FILM | Portrait of the Photographer–Finding Vivian Maier

Maier284Who was Vivian Maier? That’s the basic but unanswerable question at the heart of John Maloof and Charlie Siskel’s skillful documentary, “Finding Vivian Maier,” about an eccentric nanny who may well have been one of the twentieth century’s finest photographers.

Maloof, a local Chicago historian and art collector, discovered Maier’s negatives at a Chicago auction house and thought he saw something unusual in her stark images of homeless men, the dirty backside of a construction worker, a dead horse, a couple’s clasped hands. But when he Googled her and started asking around, he came up with nothing.

Before her death in 2009, eighty-three year old Maier had taken more than 100,000 pictures, primarily of strangers on the street. And while her photographs were stunning, Maier, however, never showed them to anyone. Her desire to remain anonymous fascinated Maloof. He set out to discover her story by following a trail of acquaintances and families that once employed her.

If Maloof was looking for a clear portrait of Maier, what he found instead was a collage. A considerable chunk of the movie consists of interviews that could be an excellent study in bewilderment. These are the people who should have known her best—the now grown children she cared for, her employers, the one woman Maloof could find who called her a friend—and yet there are lots of awkward pauses, scratching of heads, furrowing of brows, searching the sky for answers. As one interviewee said of Maier: she was a paradox.

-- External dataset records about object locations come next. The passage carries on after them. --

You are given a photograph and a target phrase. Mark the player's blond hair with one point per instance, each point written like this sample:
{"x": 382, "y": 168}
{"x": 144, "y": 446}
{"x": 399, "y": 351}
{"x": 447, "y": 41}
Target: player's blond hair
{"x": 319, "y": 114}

While Maier was a private woman, some wild tales emerged from the interviews. She was unmarried and had little if any contact with her family; she affected a French accent though she was born in New York City; she force-fed one of the children in her care and smashed the figurines of another; she collected so many newspapers that they bowed her bedroom’s floors; she once referred to herself as a spy; and perhaps most tellingly, she often refused to give her name. Instead, she made up numerous aliases.

“You could not,” as one interviewee stated, “look to Vivian’s photography to explain her as a person.” But there is a remarkable parity. Like Maier herself, the photos are memorable because they are multi-layered, ambiguous, even contradictory. They are lovely and ugly, touching and harsh, comical and heartbreaking.

In her photography, Maier captured the fractured nature of every person. As she invented various identities, perhaps she was acknowledging the disparate parts of herself. Or maybe she simply didn’t want anyone to know her name.

Maloof concedes that he feels a little guilty about exposing a woman who tried so hard to stay hidden. Yet her own life’s work was about telling people’s stories. Maloof felt pulled to tell hers. His sketch of Vivian Maier is not complete—how could it be?—but it makes at least one fact about her unequivocal: she was an extraordinary photographer. “Finding Vivian Maier “ is worthy of her art.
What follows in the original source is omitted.